Dear Tiffany, If you need some material for your love letters you can look into concepts such as Radical Hope, which you demonstrate every single day. You could interview someone who loves you about your great qualities, even though it is scary. – Stasha

Tiffany – I love that so much. Thank you!

I have been struggling with that concept of “deserving” all week. I have been avoiding writing my letters – I usually write them ten minutes before bed, long after my brain wants to be done, and if I weren’t running this challenge publicly, I don’t think I would be doing them. They feel indulgent and … “bad” – selfish, ridiculous, foolish, arrogant.

Stasha – So write them to the fairies and fae. Write them to the crows and elf leaders.

Tiffany – Yes. I love that idea! And maybe we can invite others to help us see ourselves through a loving mirror, when we’re not able to do that for ourselves.

Interview Questions to ask someone who loves you when you’re struggling to write your own love letter (you can use this template as-is, or adapt it):

Hi, I would like to ask you some questions. It’s totally okay if you’re not able or don’t have time to answer. This is challenging for me to ask, because I’m struggling with not liking myself a lot right now. I’m asking you because I trust you, and I trust your insight and your ability to see me clearly. I know that you love me. I appreciate you taking the time to answer these for me.

  • What comes to mind when you think about me?
  • What is your favourite memory involving me?
  • Can you think of a time when I did something well?
  • Can you share a story that demonstrates something you admire or enjoy about me?

Tiffany – Do you have any other thoughts on the topic of doing this project while experiencing self-hate?

Stasha – I do all my projects while experiencing self-hate. I think a shocking number of us do. I think I drew brick walls 3 times in my letters, not as barriers but as symbols of the cumulative effort required to get that shit voice* to also listen to compassion.

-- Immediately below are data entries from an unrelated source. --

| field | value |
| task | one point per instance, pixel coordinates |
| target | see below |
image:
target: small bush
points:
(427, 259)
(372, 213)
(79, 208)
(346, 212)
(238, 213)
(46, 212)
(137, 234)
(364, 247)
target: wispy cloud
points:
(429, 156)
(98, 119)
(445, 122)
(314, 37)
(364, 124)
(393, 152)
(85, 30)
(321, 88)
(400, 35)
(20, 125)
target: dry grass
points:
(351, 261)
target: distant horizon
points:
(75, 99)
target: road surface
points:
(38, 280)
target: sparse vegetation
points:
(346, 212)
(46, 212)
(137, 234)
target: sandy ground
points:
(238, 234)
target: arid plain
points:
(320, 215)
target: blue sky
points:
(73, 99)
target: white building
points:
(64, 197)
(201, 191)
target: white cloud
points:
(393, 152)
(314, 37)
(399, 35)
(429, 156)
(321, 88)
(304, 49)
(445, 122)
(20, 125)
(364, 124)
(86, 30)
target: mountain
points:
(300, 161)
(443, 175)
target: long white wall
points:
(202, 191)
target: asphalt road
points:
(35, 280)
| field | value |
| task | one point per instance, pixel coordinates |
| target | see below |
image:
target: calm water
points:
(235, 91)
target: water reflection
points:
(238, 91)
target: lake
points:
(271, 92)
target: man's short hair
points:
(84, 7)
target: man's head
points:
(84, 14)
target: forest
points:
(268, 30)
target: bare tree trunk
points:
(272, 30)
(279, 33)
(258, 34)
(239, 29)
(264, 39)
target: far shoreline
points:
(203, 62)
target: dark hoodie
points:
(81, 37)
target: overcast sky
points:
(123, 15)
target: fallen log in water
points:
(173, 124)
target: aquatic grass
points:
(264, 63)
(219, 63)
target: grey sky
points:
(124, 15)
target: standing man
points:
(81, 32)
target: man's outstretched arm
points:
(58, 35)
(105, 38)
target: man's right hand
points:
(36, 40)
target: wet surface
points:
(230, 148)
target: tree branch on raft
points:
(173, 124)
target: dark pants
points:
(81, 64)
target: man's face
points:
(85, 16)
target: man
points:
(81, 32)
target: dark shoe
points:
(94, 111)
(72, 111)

Tiffany – It is so common. So, so common. I think you’re right

Stasha – My 100th letter I painted a life size tree, while naked. I took lots of pictures of that PROCESS, because that was the gift to myself: the wonderful process of fucking up, exhibiting symptoms, lying to myself about my worth, and listing 1-3 non-crap things per day. Otherwise known as messy healing, the most sacred of love spells.

Now this process of seeing other people struggle within this same process, is so validating and healing. Because sometimes I forget how awesome I am or the amazingness of the things that I have tried. Just like you and you and you. It is really nice to try stuff together.

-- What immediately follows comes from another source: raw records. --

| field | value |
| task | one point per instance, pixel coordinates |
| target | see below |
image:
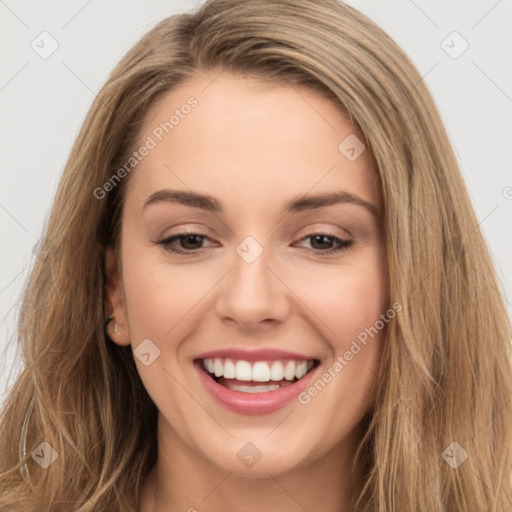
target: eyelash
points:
(166, 243)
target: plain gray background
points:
(43, 102)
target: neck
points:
(183, 481)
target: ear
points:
(117, 328)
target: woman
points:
(262, 287)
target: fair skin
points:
(253, 147)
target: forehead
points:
(248, 141)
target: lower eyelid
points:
(166, 243)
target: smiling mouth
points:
(257, 376)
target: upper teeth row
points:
(260, 371)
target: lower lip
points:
(253, 403)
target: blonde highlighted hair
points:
(446, 373)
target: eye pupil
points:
(197, 239)
(322, 240)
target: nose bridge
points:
(251, 293)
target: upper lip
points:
(262, 354)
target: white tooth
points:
(261, 372)
(289, 370)
(243, 370)
(300, 370)
(229, 369)
(218, 367)
(277, 371)
(254, 389)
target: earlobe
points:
(117, 321)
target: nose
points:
(252, 295)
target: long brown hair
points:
(446, 377)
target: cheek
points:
(160, 296)
(346, 299)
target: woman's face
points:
(279, 270)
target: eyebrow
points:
(211, 204)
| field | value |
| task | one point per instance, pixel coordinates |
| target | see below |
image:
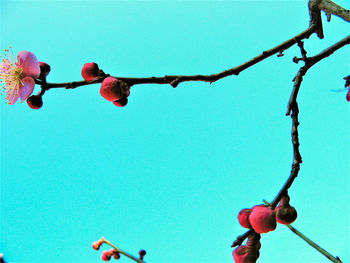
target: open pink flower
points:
(17, 78)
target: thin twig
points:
(309, 62)
(174, 80)
(123, 252)
(310, 242)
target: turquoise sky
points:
(170, 172)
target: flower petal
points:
(28, 61)
(27, 89)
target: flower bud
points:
(262, 219)
(96, 245)
(285, 213)
(111, 89)
(116, 255)
(142, 253)
(35, 102)
(44, 70)
(90, 71)
(106, 255)
(121, 102)
(242, 254)
(243, 217)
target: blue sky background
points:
(170, 172)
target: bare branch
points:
(310, 242)
(174, 80)
(332, 8)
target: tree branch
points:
(293, 107)
(332, 8)
(174, 80)
(311, 243)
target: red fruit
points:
(285, 214)
(262, 219)
(116, 255)
(111, 89)
(35, 102)
(243, 254)
(142, 253)
(121, 102)
(243, 217)
(90, 71)
(106, 255)
(44, 69)
(254, 242)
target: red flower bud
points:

Tiffany – One thing that comes up repeatedly in the narrative therapy training that I’m doing, is the idea that people need to know that their experiences and knowledges can help others. Maybe one motivation for getting through the 100 Love Letters challenge is so that in a year or two years or ten years, when we have someone else in our life struggling, we can draw on these experiences and offer them hope and help.

Just like you are doing now, because you ARE amazing and badass and wise and resilient!

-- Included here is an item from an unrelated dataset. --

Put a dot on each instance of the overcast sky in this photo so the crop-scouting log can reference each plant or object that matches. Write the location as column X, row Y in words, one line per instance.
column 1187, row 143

Stasha – Awwww thanks friend. Pulling knowledge out of pain is the original chocolate chips* out of shit! Just like YOU are doing now. Part of my 100 love letters process was to do it for me instead of for other people.

Tiffany – One thing that I did a few years ago was to give myself stickers for every positive or useful thing that happened or I did in the day. I think it was a similar process. It helped me start to see myself as competent and worthy, at a time when I did not experience myself as either of those things. I don’t even know where I got that I idea, but I used it to claw myself up out of one of the darkest holes I’ve been in.

I think that we are often so much more resilient, and so much more wily in our survival strategies, than we give ourselves credit for.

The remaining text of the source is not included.